Among the codes that indicate that an assistant surgeon was present, the procedure modified with Code 80, 81, and 82 is subject to a reduction in the wRVU total. The presence of a second surgeon performing aspects of the procedure means that there is less work being done by the primary surgeon. These codes are generally consistent in their applicability of reductions, and are deemed to be a fair representation of the overall work done during a procedure. Similarly, Code 62 will result in a reimbursement reduction to 62.5% of the original credit due to the relatively equally split work between two co-surgeons. Here again, the ethical split of the wRVU credit seems reasonable.

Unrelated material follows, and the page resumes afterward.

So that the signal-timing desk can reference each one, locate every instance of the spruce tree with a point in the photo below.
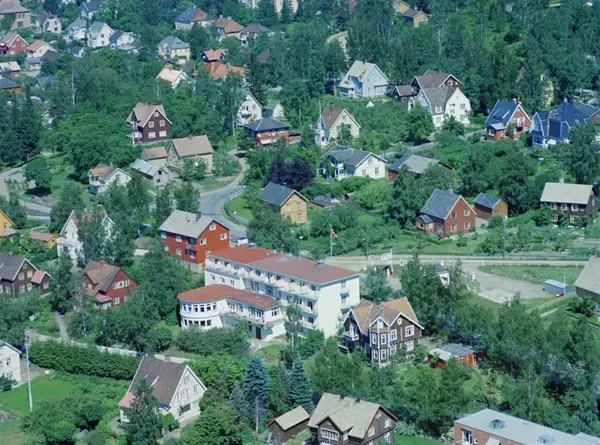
(145, 423)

Other codes, including Code 51, create a trickier set of scenarios. Many surgical operations assume a bilateral procedure, and under MPPR guidelines, the second of the two procedures is reimbursed at 50% of the first. Many institutions then tie wRVU credits and productivity to the amount reimbursed under MPPR guidelines. Consider a blepharoplasty of the lower eyelids (CPT 15820). Under the MPPR guidelines, the second of the eyelids would be eligible for a modifier of 51, meaning that the resulting reimbursement for the second portion would be halved, and the wRVU credit, in many situations, also reduced. 

The Bottom Line

The amount of reimbursement reduced during multiple procedures is also dependent on the modifier that is used. Modifiers 25, 50, 51, sometimes 59, and 91 all involve 50% reductions, while Codes 80-82 represent much lower reductions. A second consideration to make as you file claims is the relationship between reimbursement and wRVU totaling. Make sure to confirm with your employer what system they use to determine wRVU reductions. The reduction in wRVU credit is not universally applied, as many allied health companies recognize that the overlap in procedures is resultant from an overlap in facility equipment usage, and not an overlap in physician work performed. That being said, there are still many systems that will assume for any payment reduction due to MPPR, an equal wRVU credit reduction is applicable.